Елизавета тревожно близко подошла к состоянию истерики. В ее голосе зазвучали неожиданно резкие нотки, в стекленеющих зеленых глазах зрачки сократились до мерцающих пугающих точек. Прильнув к Томасу, она болезненно царапала его ногтями, вынудив, в итоге, молодого человека оторвать свои руки от материнских. Крайне встревожившись, он бормотал слова утешения, умиротворяюще произнеся: 'Я знаю только, что Эдвард еще очень молод, матушка, но он способный парень, его с самого рождения воспитывали будущим королем. И он позволит нам давать ему советы, если вы, Энтони и я...'

Елизавета покачнулась. 'Ты в этом уверен? Тогда есть нечто, что тебе стоит послушать. Вечером Нед вызвал своих душеприказчиков, сделав дополнения к последней воле. Мне сказать тебе, что он прибавил, Том? Нед все оставил брату! Прости ему Господь, но он назначил Глостера Охранителем королевства!'

Пока Томас явно ужасался материнским откровениям, он не видел в них той безжалостной катастрофы, которую Елизавета несомненно боялась. Молодой человек и помыслить не мог, чтобы семья уступила бразды правления герцогу Глостеру. Не станут Вудвиллы этого делать. С его точки зрения вопрос решался просто. Если что и пугало, то дело заключалось в неуравновешенном состоянии материнской нервной системы. Томас никогда не видел ее в таком виде. Привычный мир начал шататься, вероятность смерти отчима поразила юношу в самое сердце, поколебав самое надежное и прочное, что было в жизни, чуть менее пробирало до костей наблюдение обезумевшей от непонятного ему до конца страха Елизаветы.

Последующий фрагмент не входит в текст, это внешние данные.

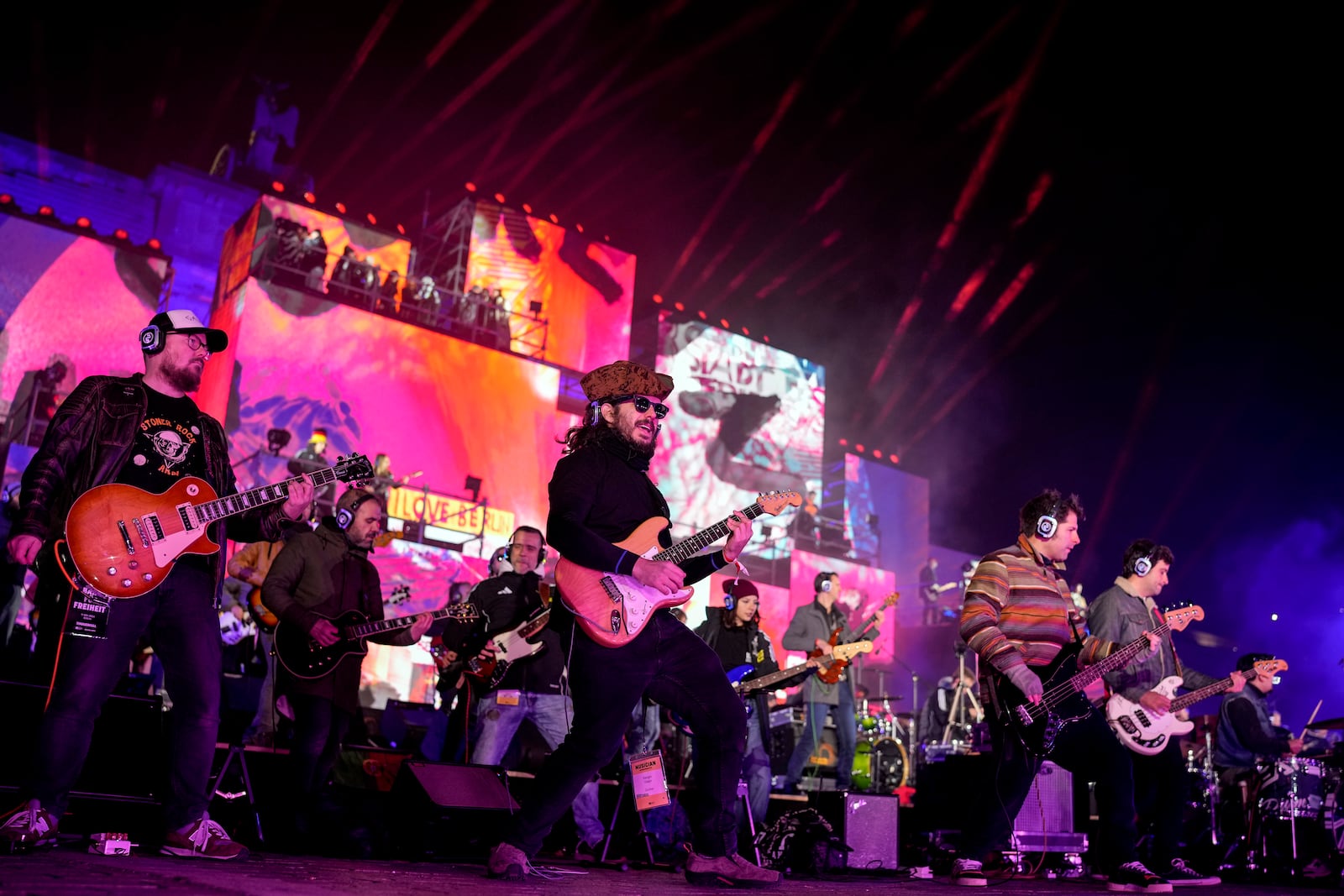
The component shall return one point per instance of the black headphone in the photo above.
(1047, 524)
(344, 516)
(1142, 564)
(151, 340)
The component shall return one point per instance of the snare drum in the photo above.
(1294, 789)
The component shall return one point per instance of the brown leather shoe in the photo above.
(732, 869)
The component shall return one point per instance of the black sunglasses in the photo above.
(642, 405)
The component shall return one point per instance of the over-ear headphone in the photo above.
(541, 553)
(1047, 524)
(151, 340)
(344, 516)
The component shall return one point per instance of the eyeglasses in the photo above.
(642, 405)
(197, 343)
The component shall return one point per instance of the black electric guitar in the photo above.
(302, 658)
(1063, 701)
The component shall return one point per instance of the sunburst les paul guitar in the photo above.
(613, 609)
(1148, 734)
(123, 542)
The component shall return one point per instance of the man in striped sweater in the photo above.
(1016, 618)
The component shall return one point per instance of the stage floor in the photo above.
(71, 869)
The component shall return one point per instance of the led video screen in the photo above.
(71, 307)
(746, 418)
(440, 407)
(585, 289)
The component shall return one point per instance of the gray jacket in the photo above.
(1121, 617)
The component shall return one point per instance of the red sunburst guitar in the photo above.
(612, 609)
(123, 542)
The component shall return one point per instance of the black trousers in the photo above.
(1162, 790)
(669, 664)
(1085, 747)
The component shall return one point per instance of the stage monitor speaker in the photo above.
(871, 832)
(454, 786)
(1050, 804)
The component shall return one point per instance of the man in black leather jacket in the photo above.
(145, 432)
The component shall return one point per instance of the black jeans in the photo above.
(1162, 789)
(1088, 748)
(183, 626)
(672, 667)
(319, 730)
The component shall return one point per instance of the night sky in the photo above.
(1034, 244)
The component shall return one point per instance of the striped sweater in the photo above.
(1016, 610)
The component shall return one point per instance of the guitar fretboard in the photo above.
(232, 504)
(459, 611)
(705, 537)
(1195, 696)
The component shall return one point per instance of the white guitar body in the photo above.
(1140, 730)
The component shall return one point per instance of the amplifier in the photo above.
(1050, 804)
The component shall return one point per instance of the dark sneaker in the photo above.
(29, 829)
(1182, 875)
(1132, 878)
(732, 871)
(203, 840)
(968, 872)
(508, 862)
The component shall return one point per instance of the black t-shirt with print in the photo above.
(167, 445)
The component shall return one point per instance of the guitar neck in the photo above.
(705, 537)
(1117, 660)
(1195, 696)
(244, 501)
(366, 629)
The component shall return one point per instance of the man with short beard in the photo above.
(600, 495)
(143, 432)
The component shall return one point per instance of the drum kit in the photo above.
(1285, 819)
(880, 762)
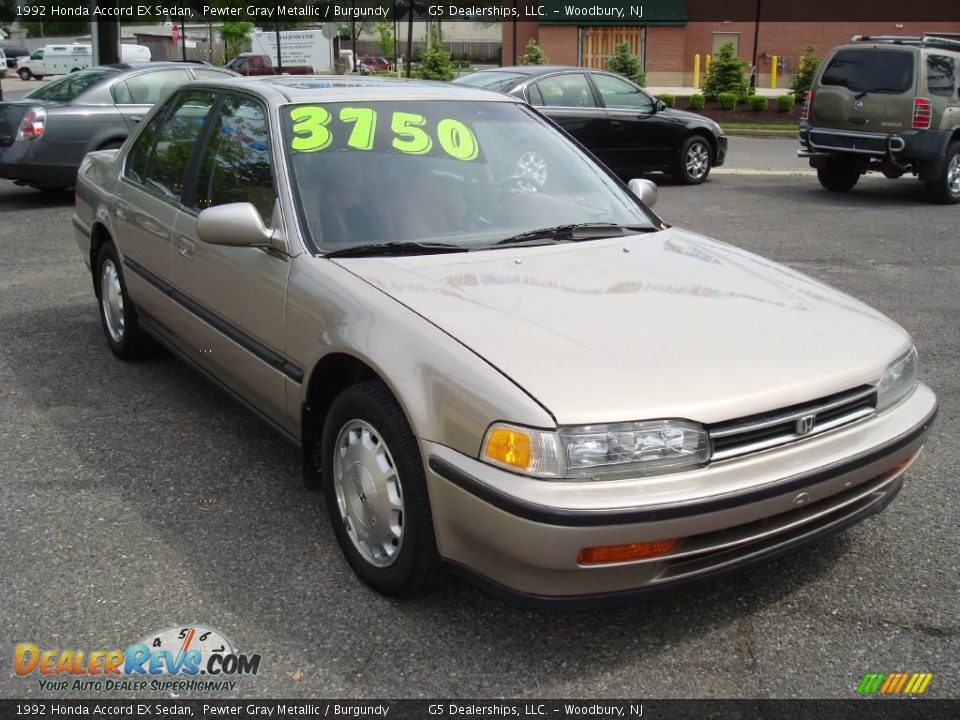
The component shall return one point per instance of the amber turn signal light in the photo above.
(625, 553)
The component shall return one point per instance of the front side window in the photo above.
(364, 172)
(941, 75)
(236, 162)
(150, 88)
(571, 90)
(870, 71)
(618, 94)
(160, 154)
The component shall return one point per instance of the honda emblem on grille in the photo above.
(805, 424)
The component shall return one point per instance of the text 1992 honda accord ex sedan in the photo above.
(495, 357)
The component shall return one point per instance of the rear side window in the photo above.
(870, 71)
(941, 75)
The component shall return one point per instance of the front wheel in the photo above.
(946, 190)
(838, 176)
(117, 314)
(376, 493)
(695, 161)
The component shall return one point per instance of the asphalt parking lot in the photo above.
(134, 497)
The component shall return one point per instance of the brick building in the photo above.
(667, 42)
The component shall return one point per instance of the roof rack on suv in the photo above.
(925, 40)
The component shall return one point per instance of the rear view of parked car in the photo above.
(630, 131)
(44, 136)
(887, 104)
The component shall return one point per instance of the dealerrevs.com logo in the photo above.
(177, 659)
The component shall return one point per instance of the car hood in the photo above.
(662, 325)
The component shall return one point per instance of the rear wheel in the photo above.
(838, 176)
(117, 314)
(694, 163)
(376, 493)
(946, 190)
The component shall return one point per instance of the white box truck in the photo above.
(63, 59)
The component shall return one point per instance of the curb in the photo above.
(774, 134)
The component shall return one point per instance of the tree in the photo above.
(385, 38)
(726, 74)
(235, 34)
(534, 54)
(437, 64)
(806, 70)
(623, 62)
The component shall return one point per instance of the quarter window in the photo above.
(236, 162)
(571, 90)
(941, 75)
(161, 153)
(619, 94)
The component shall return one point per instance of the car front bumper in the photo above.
(520, 538)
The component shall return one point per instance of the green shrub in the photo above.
(534, 54)
(726, 75)
(727, 101)
(807, 68)
(625, 63)
(785, 103)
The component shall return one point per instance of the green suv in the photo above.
(887, 104)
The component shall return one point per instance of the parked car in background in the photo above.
(63, 59)
(625, 127)
(254, 64)
(887, 104)
(512, 369)
(44, 136)
(13, 55)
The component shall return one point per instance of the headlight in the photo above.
(598, 451)
(898, 380)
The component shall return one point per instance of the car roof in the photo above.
(334, 88)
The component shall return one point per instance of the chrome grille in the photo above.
(781, 427)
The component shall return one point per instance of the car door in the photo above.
(134, 96)
(148, 197)
(569, 100)
(641, 138)
(235, 295)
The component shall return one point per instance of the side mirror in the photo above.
(235, 224)
(646, 190)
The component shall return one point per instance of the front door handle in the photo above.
(185, 247)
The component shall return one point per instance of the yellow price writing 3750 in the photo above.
(410, 132)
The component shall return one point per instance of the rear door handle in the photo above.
(185, 247)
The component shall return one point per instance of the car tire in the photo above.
(838, 176)
(694, 161)
(118, 317)
(376, 493)
(946, 190)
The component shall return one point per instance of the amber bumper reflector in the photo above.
(625, 553)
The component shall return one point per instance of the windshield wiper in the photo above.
(395, 249)
(579, 231)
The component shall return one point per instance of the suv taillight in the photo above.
(32, 125)
(921, 114)
(807, 102)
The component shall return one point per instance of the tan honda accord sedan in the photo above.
(495, 358)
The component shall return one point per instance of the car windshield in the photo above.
(70, 86)
(466, 174)
(871, 71)
(491, 79)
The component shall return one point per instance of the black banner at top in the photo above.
(567, 12)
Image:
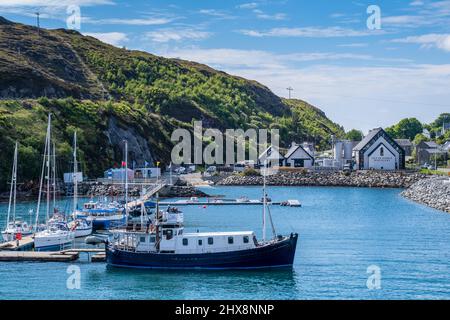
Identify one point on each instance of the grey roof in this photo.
(293, 149)
(431, 144)
(404, 142)
(367, 139)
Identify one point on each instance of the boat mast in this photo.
(48, 171)
(54, 177)
(126, 182)
(75, 180)
(264, 201)
(42, 174)
(12, 193)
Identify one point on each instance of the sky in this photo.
(366, 64)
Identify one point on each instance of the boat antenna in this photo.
(75, 180)
(42, 175)
(12, 193)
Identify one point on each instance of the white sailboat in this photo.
(56, 234)
(82, 227)
(14, 228)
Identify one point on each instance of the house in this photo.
(272, 156)
(379, 151)
(407, 145)
(299, 156)
(428, 151)
(119, 174)
(146, 173)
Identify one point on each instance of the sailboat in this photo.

'Матушка, знаю, вы переволновались, поэтому не продумали ситуацию в деталях. Глостер мог получить полномочия регентства, зато у нас есть нечто значительно весомее...доверие юного короля. К кому, по-вашему, обратится Эдвард? К вам, его матери, и к Энтони, дяде, занимавшему пост воспитателя и опекуна принца в течение последних десяти лет! Вы сомневаетесь в моих словах? Для Эдварда Глостер чужой, и, будьте уверены, Энтони не давал ему поводов, чтобы полюбить герцога. Разве вы не понимаете? Победа в наших руках!'

Дыхание Елизаветы замедлилось, превратившись в короткие сдавленные рыдания. 'Ты не понимаешь! Господи милостивый, если бы ты только знал!'

'Знал что? Чего я не понимаю? Ответьте, матушка!'

Она отпрянула, качая головой. 'Том, я не могу', - прошептала Елизавета. 'Помоги мне Господь, но я не могу'.


Дышать стало практически невыносимо. Каждый раз, втягивая воздух в легкие, Эдвард ощущал, будто в его грудь погружается лезвие ножа. К телу прилипла влажная простыня, и он совершил слабую попытку выбраться из ее липких складок, лишь тут же натолкнувшись на крепко сомкнувшиеся вокруг него руки. Лихорадка беспрепятственно трепала королевскую плоть уже третий день, сопротивляясь шалфею и вербене, обтираниям губкой и молитвам, заставляя тело почти буквально сгорать.

Над кроватью склонился доктор Хоббис. Бедный старый Хоббис. Воистину он казался похожим на воплощение жертвы гнева Господня. Словно каким-то образом вина за происходящее лежала на нем.

'Ваша Милость, прошу, даже не пытайтесь заговорить. Поберегите силы'.

Чего ради? Но шутке этой никогда не появится на Свет Божий. Эдвард слишком устал, чтобы говорить, ему стоило чудовищных усилий воли лишь держать открытыми глаза, не позволяя себе соскользнуть во тьму сонной измученности, обещавшей прекращение мук.

'Мне совершенно не следовало разрешать вам так поступать. Я же знал, как плохо это на вас скажется'.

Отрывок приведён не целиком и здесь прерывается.